La gestione dell'affidamento dei neonati e dei lattanti
La nascita di un figlio ridefinisce gli equilibri di una coppia e la gestione dell'affidamento di un neonato richiede soluzioni estremamente ponderate. Sebbene la fisiologia, come l'allattamento al seno, possa influenzare le modalità di frequentazione, essa non può essere utilizzata come giustificazione per un'esclusione o una limitazione eccessiva del ruolo paterno.
L'orientamento prevalente nella prassi dei tribunali, in linea con l'approccio volto a tutelare la continuità relazionale, prevede:
- Visite frequenti ma brevi: Nelle fasi iniziali, si prediligono incontri più ravvicinati nel tempo ma di durata contenuta, spesso presso l'abitazione materna o in luoghi familiari al bambino, per non alterare drasticamente la routine del lattante.
- Progressività: Il calendario di frequentazione non deve essere statico. Esso deve evolvere di pari passo con la crescita del bambino, prevedendo un ampliamento dei tempi di permanenza, inclusi i pernottamenti, in un'ottica di gradualità che rispetti i ritmi e le necessità del piccolo.

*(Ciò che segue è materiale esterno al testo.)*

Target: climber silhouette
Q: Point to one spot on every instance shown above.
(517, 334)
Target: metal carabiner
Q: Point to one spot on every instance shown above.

- Collaborazione genitoriale: La madre ha il dovere di collaborare per facilitare gli incontri. Ad esempio, ove necessario per l'allattamento, si possono adottare soluzioni organizzative come l'estrazione del latte, permettendo al padre di trascorrere momenti da solo con il figlio, garantendo così l'esplicazione della relazione genitoriale in situazioni fondamentali per la crescita.

Il pregiudizio come criterio di valutazione
Un punto nodale della giurisprudenza riguarda l'illegittimità di provvedimenti che, basandosi su presunzioni, neghino il pernottamento del figlio presso il padre fino a una certa soglia di età. La Corte di Cassazione (si veda anche l'ordinanza n. 16125 del 2020) ha ribadito che non è corretto escludere il pernottamento esclusivamente in base alla tenera età del minore senza considerare, in concreto, la presenza di pregiudizi specifici.
La regolazione dei pernottamenti è da considerarsi "consona a preservare proprio la relazione genitoriale, avendo come effetto di consentire la sua esplicazione rispetto a momenti e a situazioni fondamentali per la crescita del minore". In assenza di evidenze che indichino un concreto pericolo per il benessere del bambino, il diritto alla bigenitorialità deve prevalere su timori o pregiudizi di natura astratta.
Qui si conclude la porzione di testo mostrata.